The Three Approaches to Feature Store
There are three ways a feature store could be explored. These are:
- Literal Feature Store
- Physical Feature Store
- Virtual Feature Store
Literal Feature Store: A literal feature store only stores pre-processed features. Staying true to the name “Literal” feature store, it does not manage computing and creating features and just provides storage for features.
Physical Feature Store: Beyond storage, a physical feature store also computes the features. This is the most common type of feature store among vendors and in-house feature stores and has its own domain-specific language to define transformations. It also has its own storage layer for storing and serving features.
Virtual Feature Store: With low adoption cost and more flexibility, a virtual feature store coordinates and manages the transformations rather than actually computing them.
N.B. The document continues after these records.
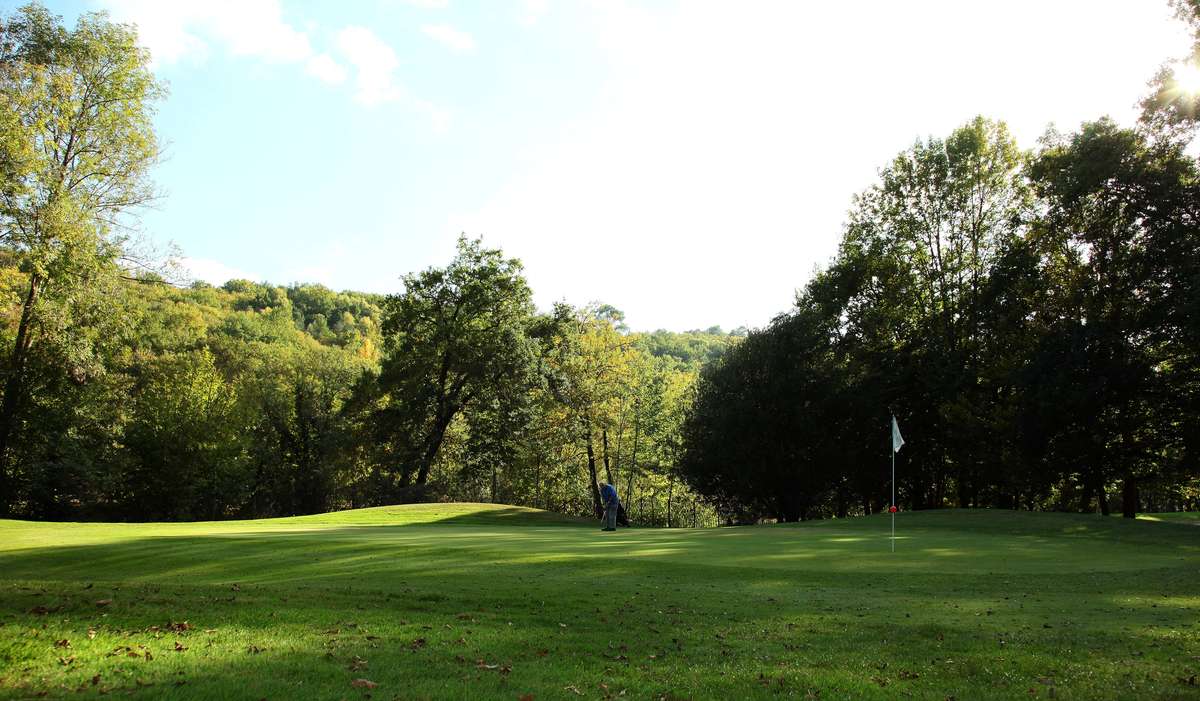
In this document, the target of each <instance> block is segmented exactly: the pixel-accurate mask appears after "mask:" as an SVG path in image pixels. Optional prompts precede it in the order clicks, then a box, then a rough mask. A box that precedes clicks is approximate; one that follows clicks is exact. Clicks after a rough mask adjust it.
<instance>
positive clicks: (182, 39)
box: [98, 0, 474, 133]
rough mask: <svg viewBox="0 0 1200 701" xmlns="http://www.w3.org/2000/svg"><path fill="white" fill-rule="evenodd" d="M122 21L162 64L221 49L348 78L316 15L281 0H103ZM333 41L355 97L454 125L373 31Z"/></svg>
mask: <svg viewBox="0 0 1200 701" xmlns="http://www.w3.org/2000/svg"><path fill="white" fill-rule="evenodd" d="M98 1H100V2H101V5H102V6H104V7H106V8H107V10H108V11H109V12H110V13H112V16H113V18H114V19H116V20H119V22H131V23H134V24H137V25H138V35H139V40H140V41H142V43H143V46H145V47H146V48H149V49H150V53H151V56H152V59H154V61H155V62H157V64H172V62H176V61H180V60H184V59H191V60H196V61H203V60H205V59H206V58H208V56H209V55H210V54H211V53H212V52H215V50H217V49H223V50H226V52H228V53H229V54H232V55H236V56H246V58H253V59H259V60H264V61H270V62H277V64H295V65H298V66H299V67H302V70H304V72H305V73H306V74H308V76H312V77H313V78H316V79H318V80H320V82H323V83H325V84H328V85H340V84H342V83H346V82H347V79H348V78H349V76H350V71H348V70H347V67H346V66H344V65H342V64H341V62H338V61H337V60H336V59H335V58H334V56H332V55H331V54H330V53H328V52H318V50H317V49H314V48H313V42H312V37H313V36H316V32H317V30H318V26H317V24H316V23H314V22H312V20H300V22H299V26H302V28H304V29H298V28H296V25H293V24H292V23H289V22H287V20H286V19H284V13H283V7H282V5H281V2H280V0H98ZM409 4H413V5H419V6H421V7H444V6H445V0H409ZM425 29H426V34H430V36H433V37H434V38H437V40H438V41H442V42H443V43H445V44H446V46H450V47H451V48H454V49H455V50H470V49H473V48H474V41H473V40H472V37H470V35H468V34H464V32H461V31H457V30H455V29H454V28H450V26H448V25H432V26H427V28H425ZM334 43H335V46H336V48H337V50H338V53H340V54H341V58H344V60H346V61H347V62H348V64H349V66H350V68H352V71H353V73H354V82H353V83H354V98H355V100H356V101H358V102H360V103H362V104H366V106H376V104H383V103H394V102H401V103H403V106H404V107H407V108H409V109H412V110H414V112H418V113H424V114H426V115H428V118H430V125H431V128H432V130H433V131H434V132H438V133H440V132H444V131H446V128H449V124H450V113H449V112H448V110H445V109H443V108H439V107H437V106H434V104H432V103H431V102H428V101H422V100H418V98H415V97H412V96H409V95H408V92H407V91H406V90H404V88H403V86H402V85H401V84H400V82H398V80H397V79H396V74H395V73H396V68H397V67H398V66H400V60H398V59H397V58H396V52H395V50H392V48H391V47H390V46H388V43H386V42H384V41H383V40H382V38H380V37H379V36H378V35H376V34H374V32H373V31H372V30H370V29H367V28H364V26H344V28H342V29H341V30H340V31H338V32H337V34H336V35H335V36H334Z"/></svg>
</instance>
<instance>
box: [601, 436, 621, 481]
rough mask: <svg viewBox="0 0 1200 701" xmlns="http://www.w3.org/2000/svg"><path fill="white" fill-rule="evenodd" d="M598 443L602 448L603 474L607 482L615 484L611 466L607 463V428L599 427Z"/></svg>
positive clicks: (607, 461)
mask: <svg viewBox="0 0 1200 701" xmlns="http://www.w3.org/2000/svg"><path fill="white" fill-rule="evenodd" d="M600 445H601V447H602V448H604V475H605V478H607V480H608V484H611V485H612V486H614V487H616V486H617V481H616V480H613V479H612V467H611V466H610V465H608V430H607V429H600Z"/></svg>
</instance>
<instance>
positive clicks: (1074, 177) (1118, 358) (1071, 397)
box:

The computations are offloaded to the organization’s existing data infrastructure. The virtual feature store essentially transforms your existing data infrastructure into a feature store.
To Conclude: The importance of having a feature store
- At an enterprise level, multiple features are hosted at multiple places by different teams. Here, the feature store allows a central storage option
- Feature stores eliminate the need for extensive data engineering by transforming the features suitable for production environments
- As already mentioned, feature stores enable feature reusability and sharing across teams saving time and effort in repetitive tasks.
- Feature stores monitor the correctness of feature pipelines in the production environment
- Feature stores also provide consistent feature definitions, versioning, and metadata
Embedding Stores are the next frontier as more and more deep-learning models are used. The Data Scientists’ requirements and roadblocks will continue shaping the future of feature stores and it would be interesting to see future developments in the area.